What is the Alexander Technique?


What is the Alexander Technique?

Belinda teaches Alexander Technique to a private client. They're standing together and Belinda is guiding him into his full length and presence.

A straight-forward set of principles about how we think, move and breathe, the Alexander Technique is best understood through experience with a teacher, in activities as simple as walking.
By practicing simple reminders and changing your movement skills, you can suspend those habits that lead to stress, strain and a diminished life.

Since its development over 100 years ago, people worldwide have used AT to

  • Change posture habits and rethink what is not working in your posture
  • Avoid strain and recuperate from injuries.  
  • Prevent or alleviate problems for computer and cell phone users:  RSI, "text neck", shoulder pain  
  • Prevent chronic back pain.  
  • Gain more awareness and enjoyment of movement
  • Learn how to stop rushing through life to feel less anxious and more satisfaction
  • Communicate with an authentic body language and a clear voice
  • Gain precision in the performance of any activity that is important to you (sports, performing arts, parenting)


Belinda teaches Alexander Technique in her NYC studio to a private client using a chair exercise to find out how to sit with efficiency and ease.

People who use the Alexander Technique have presence.
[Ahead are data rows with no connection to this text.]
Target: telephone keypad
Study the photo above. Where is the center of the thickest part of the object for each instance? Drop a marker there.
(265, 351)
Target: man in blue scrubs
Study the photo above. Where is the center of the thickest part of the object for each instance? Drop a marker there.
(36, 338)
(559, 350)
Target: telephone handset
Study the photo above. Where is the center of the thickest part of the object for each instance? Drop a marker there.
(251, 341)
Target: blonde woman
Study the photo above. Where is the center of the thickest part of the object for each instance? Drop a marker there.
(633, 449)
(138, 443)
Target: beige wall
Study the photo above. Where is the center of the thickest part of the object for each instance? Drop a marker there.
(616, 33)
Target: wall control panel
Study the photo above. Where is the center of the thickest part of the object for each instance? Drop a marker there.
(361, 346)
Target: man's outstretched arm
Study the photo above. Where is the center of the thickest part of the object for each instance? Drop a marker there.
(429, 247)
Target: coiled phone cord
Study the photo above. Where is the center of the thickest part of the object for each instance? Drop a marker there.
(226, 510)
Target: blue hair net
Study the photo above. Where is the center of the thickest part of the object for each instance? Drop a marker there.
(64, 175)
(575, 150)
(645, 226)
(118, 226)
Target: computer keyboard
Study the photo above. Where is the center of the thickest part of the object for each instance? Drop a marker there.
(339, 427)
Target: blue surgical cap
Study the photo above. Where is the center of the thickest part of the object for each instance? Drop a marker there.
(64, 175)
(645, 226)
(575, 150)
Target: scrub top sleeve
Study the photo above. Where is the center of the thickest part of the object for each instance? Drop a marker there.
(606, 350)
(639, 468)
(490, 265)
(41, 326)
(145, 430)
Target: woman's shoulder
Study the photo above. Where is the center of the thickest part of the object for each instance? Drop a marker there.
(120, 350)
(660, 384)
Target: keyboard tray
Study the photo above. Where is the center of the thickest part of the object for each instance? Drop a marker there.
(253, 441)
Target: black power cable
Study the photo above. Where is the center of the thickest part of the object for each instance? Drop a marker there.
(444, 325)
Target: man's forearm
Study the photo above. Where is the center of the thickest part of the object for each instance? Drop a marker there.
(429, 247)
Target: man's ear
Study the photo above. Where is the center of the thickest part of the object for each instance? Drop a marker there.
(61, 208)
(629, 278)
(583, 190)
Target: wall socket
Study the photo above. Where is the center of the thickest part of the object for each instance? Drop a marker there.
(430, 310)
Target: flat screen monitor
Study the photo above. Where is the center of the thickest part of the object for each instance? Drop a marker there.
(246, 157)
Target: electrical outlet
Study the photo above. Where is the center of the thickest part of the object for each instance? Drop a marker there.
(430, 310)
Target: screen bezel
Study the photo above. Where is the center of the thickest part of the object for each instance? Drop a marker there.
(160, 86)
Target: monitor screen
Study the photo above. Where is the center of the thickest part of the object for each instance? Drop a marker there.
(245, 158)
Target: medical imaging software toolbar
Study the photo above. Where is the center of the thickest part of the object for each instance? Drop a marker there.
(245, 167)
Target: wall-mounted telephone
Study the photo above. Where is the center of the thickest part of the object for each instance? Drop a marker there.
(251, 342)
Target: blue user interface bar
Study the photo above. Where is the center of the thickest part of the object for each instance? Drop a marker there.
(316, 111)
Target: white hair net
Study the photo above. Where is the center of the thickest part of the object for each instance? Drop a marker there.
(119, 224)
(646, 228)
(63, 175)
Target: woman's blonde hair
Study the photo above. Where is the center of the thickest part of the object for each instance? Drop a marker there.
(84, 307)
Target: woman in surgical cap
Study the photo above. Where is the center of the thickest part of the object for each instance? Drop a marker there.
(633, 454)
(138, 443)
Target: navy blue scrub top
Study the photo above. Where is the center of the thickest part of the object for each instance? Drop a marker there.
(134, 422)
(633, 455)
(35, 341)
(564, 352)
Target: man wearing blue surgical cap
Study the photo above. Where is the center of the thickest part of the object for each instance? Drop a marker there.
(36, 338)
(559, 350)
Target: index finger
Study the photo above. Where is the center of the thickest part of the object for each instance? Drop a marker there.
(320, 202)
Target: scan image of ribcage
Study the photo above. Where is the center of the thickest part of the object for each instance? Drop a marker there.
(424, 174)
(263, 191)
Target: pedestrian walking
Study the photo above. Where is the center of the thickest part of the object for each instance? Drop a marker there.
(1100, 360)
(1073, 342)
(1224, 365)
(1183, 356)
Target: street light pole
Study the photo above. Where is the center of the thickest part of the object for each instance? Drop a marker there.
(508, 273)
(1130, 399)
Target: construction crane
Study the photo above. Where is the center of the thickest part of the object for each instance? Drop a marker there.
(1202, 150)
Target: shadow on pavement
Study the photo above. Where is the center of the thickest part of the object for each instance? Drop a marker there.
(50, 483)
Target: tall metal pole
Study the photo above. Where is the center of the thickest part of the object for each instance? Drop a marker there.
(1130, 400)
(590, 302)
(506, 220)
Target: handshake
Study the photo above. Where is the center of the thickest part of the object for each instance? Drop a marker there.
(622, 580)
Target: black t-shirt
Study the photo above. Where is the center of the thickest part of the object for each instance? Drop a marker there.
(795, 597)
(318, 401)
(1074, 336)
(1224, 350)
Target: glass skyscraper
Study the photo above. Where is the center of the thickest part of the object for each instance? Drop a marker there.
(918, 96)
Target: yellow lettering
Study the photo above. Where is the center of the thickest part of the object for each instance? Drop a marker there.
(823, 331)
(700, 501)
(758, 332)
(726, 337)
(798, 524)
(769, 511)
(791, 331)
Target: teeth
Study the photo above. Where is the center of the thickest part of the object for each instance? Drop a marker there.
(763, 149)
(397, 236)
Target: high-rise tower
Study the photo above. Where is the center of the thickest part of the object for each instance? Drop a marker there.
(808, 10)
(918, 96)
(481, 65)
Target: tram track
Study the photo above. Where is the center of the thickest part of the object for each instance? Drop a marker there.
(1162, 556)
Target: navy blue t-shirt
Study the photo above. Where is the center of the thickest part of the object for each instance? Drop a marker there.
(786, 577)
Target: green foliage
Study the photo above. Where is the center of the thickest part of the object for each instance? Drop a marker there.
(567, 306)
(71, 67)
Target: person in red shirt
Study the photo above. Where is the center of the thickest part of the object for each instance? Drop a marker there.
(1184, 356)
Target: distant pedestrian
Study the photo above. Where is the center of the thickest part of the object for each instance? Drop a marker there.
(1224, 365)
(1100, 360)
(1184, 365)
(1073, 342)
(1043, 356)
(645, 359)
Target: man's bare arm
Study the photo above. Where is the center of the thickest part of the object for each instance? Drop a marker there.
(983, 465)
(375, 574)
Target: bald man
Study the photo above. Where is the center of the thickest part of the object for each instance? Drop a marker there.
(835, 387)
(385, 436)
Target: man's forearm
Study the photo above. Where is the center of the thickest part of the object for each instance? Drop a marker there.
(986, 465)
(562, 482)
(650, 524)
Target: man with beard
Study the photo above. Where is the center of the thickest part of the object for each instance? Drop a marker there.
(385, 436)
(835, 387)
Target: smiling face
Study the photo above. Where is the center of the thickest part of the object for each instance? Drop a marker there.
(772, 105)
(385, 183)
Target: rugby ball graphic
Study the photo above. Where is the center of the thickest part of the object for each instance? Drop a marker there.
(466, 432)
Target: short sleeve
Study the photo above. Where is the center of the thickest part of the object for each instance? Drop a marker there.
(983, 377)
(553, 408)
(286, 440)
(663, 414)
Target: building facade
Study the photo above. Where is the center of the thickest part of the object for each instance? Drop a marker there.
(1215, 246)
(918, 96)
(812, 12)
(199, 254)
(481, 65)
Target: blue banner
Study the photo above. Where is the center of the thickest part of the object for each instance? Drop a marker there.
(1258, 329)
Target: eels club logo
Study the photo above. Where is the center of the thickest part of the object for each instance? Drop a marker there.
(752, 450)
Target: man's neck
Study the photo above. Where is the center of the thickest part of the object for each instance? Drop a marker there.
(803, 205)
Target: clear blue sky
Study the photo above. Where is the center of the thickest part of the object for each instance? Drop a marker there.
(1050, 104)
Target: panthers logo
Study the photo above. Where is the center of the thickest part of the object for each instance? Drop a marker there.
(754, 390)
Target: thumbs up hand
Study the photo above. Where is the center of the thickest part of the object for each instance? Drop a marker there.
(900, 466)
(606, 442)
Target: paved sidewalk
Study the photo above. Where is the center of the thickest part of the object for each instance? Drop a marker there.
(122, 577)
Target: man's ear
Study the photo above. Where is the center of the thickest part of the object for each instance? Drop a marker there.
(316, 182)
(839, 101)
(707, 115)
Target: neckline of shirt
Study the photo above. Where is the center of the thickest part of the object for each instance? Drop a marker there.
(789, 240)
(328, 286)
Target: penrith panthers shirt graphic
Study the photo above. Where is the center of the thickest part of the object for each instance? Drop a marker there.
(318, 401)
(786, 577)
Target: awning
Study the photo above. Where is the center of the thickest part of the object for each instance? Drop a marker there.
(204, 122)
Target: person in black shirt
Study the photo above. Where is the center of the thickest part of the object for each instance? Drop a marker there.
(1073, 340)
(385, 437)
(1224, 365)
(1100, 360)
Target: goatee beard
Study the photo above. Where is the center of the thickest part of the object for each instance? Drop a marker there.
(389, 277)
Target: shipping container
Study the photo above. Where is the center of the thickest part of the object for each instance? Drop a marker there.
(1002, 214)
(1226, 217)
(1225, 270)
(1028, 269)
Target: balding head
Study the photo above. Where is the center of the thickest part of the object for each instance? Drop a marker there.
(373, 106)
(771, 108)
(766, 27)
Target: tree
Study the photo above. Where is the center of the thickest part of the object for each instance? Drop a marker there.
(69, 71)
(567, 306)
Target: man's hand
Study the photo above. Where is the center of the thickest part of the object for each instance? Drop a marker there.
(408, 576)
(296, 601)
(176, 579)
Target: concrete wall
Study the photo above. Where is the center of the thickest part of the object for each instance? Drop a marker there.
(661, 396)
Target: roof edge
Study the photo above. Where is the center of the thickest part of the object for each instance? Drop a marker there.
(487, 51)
They have that special kind of ease that comes from letting go of habits and living with less stress. They have more energy and speak with an authentic voices. They feel freer because they know they have choices. Responsible for themselves, they are more responsible partners at work, at home and in their communities.

Alexander Technique:
Thinking and moving in sync
Communicating and Collaborating Effectively
Resilient Conscious Energetic Present


Belinda teaches the Alexander Technique principles of support and resistance to an acting student in a group class. They use a fabric cloth to demonstrate the concept.

"At a certain point the boundaries between acting technique and Alexander technique began to fade...and a stronger sense of teaching a whole person in a dynamic, personal way became clearer to me". 

It may have started when I was a young performer. I happened upon a site-specific performance that made my heart skip! The director was Anne Bogart, and she opened up my world by showing me that my passions for improvisation, movement and story were all facets of one creative design. Later I was able to work and perform with her - how fortunate I was to be given such a key to life and art. Slowly I have continued to learn that the distinctions or categories we sometimes believe in don't serve us.  And I honestly admit that I have to fallen for false beliefs about "this versus that" over and over again in the process of learning to recognize them.

Another stroke of luck was landing a job as adjunct in the Brooklyn College Theater Department. I got to teach lively, sometimes rowdy and emotional, but always big-hearted young adults on their journey as actors. I am so proud of the accomplishments of those former students. Along the way, on my own journey, I built curriculum over 15 years of teaching and earned an MFA. I studied and taught Mask, deepened my appreciation for the many modalities I learned over the years while developing my own unique teaching approach. Recently, I have added Margolis Method into the mix. 

At a certain point the boundaries between acting technique and Alexander technique began to fade... and a stronger sense of teaching the whole person in a dynamic, personal way became clearer to me. I discovered that the work I was doing with actors proved to be invaluable for my private AT students, none of whom were actors themselves. This is why I call my work AT Motion. I started with  the idea of Alexander Technique in motion, but I no longer feel that I simply "apply" Alexander's work to motion. AT Motion now means BEING in motion, being at motion, being as motion.      --- Belinda Mello

AT Motion is Belinda Mello's unique approach to being at motion.

Belinda's work is informed by life experience as a performer, director and choreographer as well as her extensive experience in somatic movement studies, counseling and parenting.  Her deep appreciation of human design and our collaborative intelligence guides her teaching and coaching. She seeks to bring insight into the core coordination of thought and movement for a sense of harmony, authentic expression and for energetic resilience.

You are made to move. The more you allow yourself to move freely, the healthier and happier you'll be.